Urbanization is increasing faster in West Africa than any other area in the world, and investment in agriculture there will be significant as people move from rural areas to cities, according to a report at Bloomberg.com.
Ghana and Nigeria are leading investments in agriculture in the region, said Karim Dahou, executive manager at the Organization for Economic Cooperation and Development, in the report. Dahou spoke at the Agriculture Investment Summit in London this week.
Nigeria, which spends $10 billion a year importing wheat, sugar, rice and fish, plans to boost domestic food production by 20 million metric tons by 2015, according to Akinwunmi Adesina, the country’s agriculture minister, the report said.
The world’s largest cocoa-producing region, West Africa has doubled its population every 20 years since 1960 and in cities, the number of people has tripled, Dahou said in the Bloomberg.com report.

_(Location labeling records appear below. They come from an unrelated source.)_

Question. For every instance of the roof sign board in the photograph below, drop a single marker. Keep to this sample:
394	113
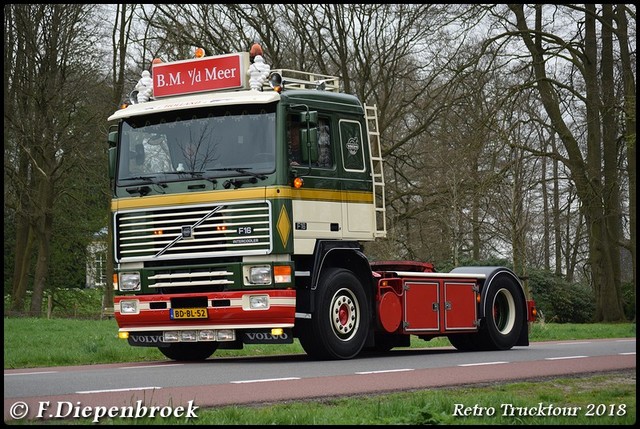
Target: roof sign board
201	74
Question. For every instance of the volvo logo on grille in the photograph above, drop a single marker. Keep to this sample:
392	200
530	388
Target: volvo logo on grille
187	231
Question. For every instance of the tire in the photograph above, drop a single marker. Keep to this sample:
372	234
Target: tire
504	314
338	327
189	351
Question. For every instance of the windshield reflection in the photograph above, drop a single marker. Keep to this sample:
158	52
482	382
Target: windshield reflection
176	146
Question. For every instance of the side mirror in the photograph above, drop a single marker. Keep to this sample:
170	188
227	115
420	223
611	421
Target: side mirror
113	138
309	118
309	144
113	155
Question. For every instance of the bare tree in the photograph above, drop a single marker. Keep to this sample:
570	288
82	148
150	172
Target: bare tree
585	167
50	74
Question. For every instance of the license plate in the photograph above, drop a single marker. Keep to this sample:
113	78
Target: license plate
189	313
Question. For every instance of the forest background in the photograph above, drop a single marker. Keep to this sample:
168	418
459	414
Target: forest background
508	132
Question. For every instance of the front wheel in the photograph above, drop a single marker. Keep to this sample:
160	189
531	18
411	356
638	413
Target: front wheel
339	325
189	351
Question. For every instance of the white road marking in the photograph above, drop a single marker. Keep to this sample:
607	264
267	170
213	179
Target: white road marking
565	357
127	389
265	379
152	366
483	363
32	373
385	370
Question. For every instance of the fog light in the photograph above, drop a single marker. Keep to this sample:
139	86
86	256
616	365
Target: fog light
260	275
282	273
258	302
171	337
207	335
129	282
188	336
226	335
129	306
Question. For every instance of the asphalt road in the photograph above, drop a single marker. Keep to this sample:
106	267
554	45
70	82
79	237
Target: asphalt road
93	389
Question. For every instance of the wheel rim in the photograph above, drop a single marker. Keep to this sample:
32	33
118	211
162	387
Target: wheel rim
345	314
504	311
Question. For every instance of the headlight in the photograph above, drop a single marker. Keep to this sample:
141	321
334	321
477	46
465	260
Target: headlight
255	302
129	306
260	275
129	281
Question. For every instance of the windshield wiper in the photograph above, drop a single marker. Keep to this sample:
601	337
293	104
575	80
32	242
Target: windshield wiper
145	178
244	171
196	174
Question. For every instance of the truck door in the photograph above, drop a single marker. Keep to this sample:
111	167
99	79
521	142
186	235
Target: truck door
355	183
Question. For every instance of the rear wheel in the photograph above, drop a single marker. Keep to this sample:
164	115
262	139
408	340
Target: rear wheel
504	314
189	351
339	324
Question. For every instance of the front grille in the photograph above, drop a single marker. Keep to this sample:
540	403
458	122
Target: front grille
195	231
214	279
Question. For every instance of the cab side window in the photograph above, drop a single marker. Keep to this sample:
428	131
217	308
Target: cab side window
325	158
293	140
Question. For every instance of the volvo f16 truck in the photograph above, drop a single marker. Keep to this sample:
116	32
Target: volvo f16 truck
241	199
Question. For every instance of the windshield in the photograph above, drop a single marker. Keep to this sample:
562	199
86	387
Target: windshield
198	143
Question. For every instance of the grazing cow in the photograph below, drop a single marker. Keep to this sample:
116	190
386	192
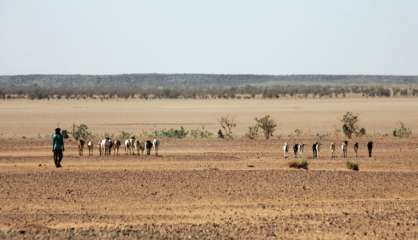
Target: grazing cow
356	148
129	145
90	147
148	146
155	146
81	143
295	150
105	146
332	149
370	148
317	147
315	150
138	147
301	148
285	150
116	147
344	146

West Africa has enough land to expand and improve yields for both food and cash crops such as cocoa and coffee, Dahou said. The region also has natural resources such as water, conducive to huge agricultural output.
The amount of capital invested per farmer in Africa is “very low,” one sixth of that in Asia and a quarter of that in Latin America, according to the report. That’s the reason why yields for many crops in the region are stagnant, Dahou said.
What West African agriculture needs is intensification, not space, he said.